Startups across the Middle East and North Africa secured $1.2 billion in venture capital funding during the first half of 2025, marking a 24% drop compared to H1 2024, according to new data from Magnitt. Deal volumes fell to 212 from 286 in the same period last year, highlighting a sustained pullback in early-stage activity as investors continue to prioritise later-stage and defensible business models.
While overall funding slowed, the average deal size rose to $5.6 million from $5.2 million a year earlier, driven by a smaller pool of scale-ups attracting capital in a risk-averse environment. Later-stage rounds accounted for 77% of the total funding raised in H1 2025, up from 64% in the same period last year, while early-stage and seed deals declined significantly.

Saudi Arabia remained the region’s most capitalised market, drawing $575 million across 58 deals. The UAE followed with $275 million from 61 deals, while Egypt ranked third with $218 million from 31 deals. Combined, these three markets accounted for nearly 89% of all funding deployed across the region in the first half of the year.
The most funded sectors were e-commerce ($269 million), transport and logistics ($185 million), and fintech ($162 million). B2B-focused ventures attracted the majority of funding, as investors showed a greater appetite for recurring revenue models and enterprise solutions. In contrast, consumer-facing platforms, particularly in discretionary categories, struggled to close follow-on rounds.

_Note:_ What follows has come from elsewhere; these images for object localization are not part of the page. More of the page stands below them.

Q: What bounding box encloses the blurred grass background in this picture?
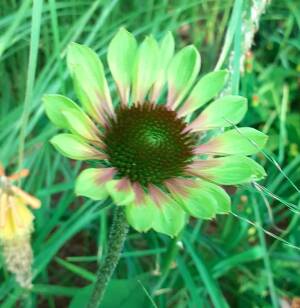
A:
[0,0,300,307]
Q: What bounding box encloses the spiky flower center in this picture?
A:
[103,104,195,186]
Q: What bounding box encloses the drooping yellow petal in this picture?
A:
[8,169,29,181]
[0,165,39,289]
[11,186,41,209]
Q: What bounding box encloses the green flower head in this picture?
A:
[44,28,267,237]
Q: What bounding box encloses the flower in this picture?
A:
[44,28,267,237]
[0,163,41,288]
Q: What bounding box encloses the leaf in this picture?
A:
[70,278,150,308]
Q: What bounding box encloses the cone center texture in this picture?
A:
[103,104,195,186]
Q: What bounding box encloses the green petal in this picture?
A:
[197,180,231,214]
[179,70,228,116]
[197,156,266,185]
[178,180,230,219]
[190,95,247,131]
[197,127,268,156]
[180,191,217,219]
[50,134,102,160]
[125,198,156,232]
[62,109,99,141]
[150,32,175,102]
[151,196,186,237]
[132,35,159,103]
[43,94,82,129]
[106,179,135,206]
[167,45,200,109]
[67,42,113,121]
[107,28,137,105]
[75,168,109,200]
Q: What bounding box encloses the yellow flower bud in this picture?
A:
[0,164,41,289]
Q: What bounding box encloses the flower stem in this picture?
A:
[88,206,129,308]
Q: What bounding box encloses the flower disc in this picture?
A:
[103,104,195,186]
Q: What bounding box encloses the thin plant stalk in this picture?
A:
[88,206,129,308]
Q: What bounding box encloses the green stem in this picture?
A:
[88,206,129,308]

Some significant transactions included a $100 million round by Saudi-based logistics firm Transpo, $84 million raised by UAE payments company Tamara, and a $50 million growth round by Egypt’s e-commerce marketplace Cartona. Several large deals were backed by sovereign wealth-linked investors, including PIF’s Sanabil and Mubadala Ventures, highlighting the role of state-backed capital in keeping regional deal activity afloat.
Despite the funding slowdown, MENA startups continued to expand their international footprint. Approximately 25% of all startups funded in H1 2025 operate across two or more regional markets. UAE and Saudi-based companies accounted for the largest cross-border expansions, often leveraging regulatory support and funding programmes tied to economic diversification agendas.

Investors shifted focus towards defensibility, cost discipline and clear paths to profitability. Several companies reported layoffs and operational restructurings in Q1 and Q2, with a renewed focus on core units. Meanwhile, dry powder remains available, but deployment is slower and tied to clearer metrics on margin, cash runway and scalability.
The report noted a 30% drop in seed-stage funding and a near 40% decline in Series A rounds, with many early-stage founders facing extended fundraising cycles or forced consolidation. In contrast, Series B and later-stage rounds remained relatively stable, with top performers raising at or near previous valuations, particularly in infrastructure, financial services, and logistics.
Looking ahead, capital deployment is expected to remain concentrated in startups with strong fundamentals, cross-border potential, and exposure to sectors aligned with government priorities, such as climate tech, healthcare, and AI. The IPO pipeline remains limited, but secondary deals and M&A activity are likely to rise in the second half of the year, especially as regional family offices and strategic buyers seek inorganic growth.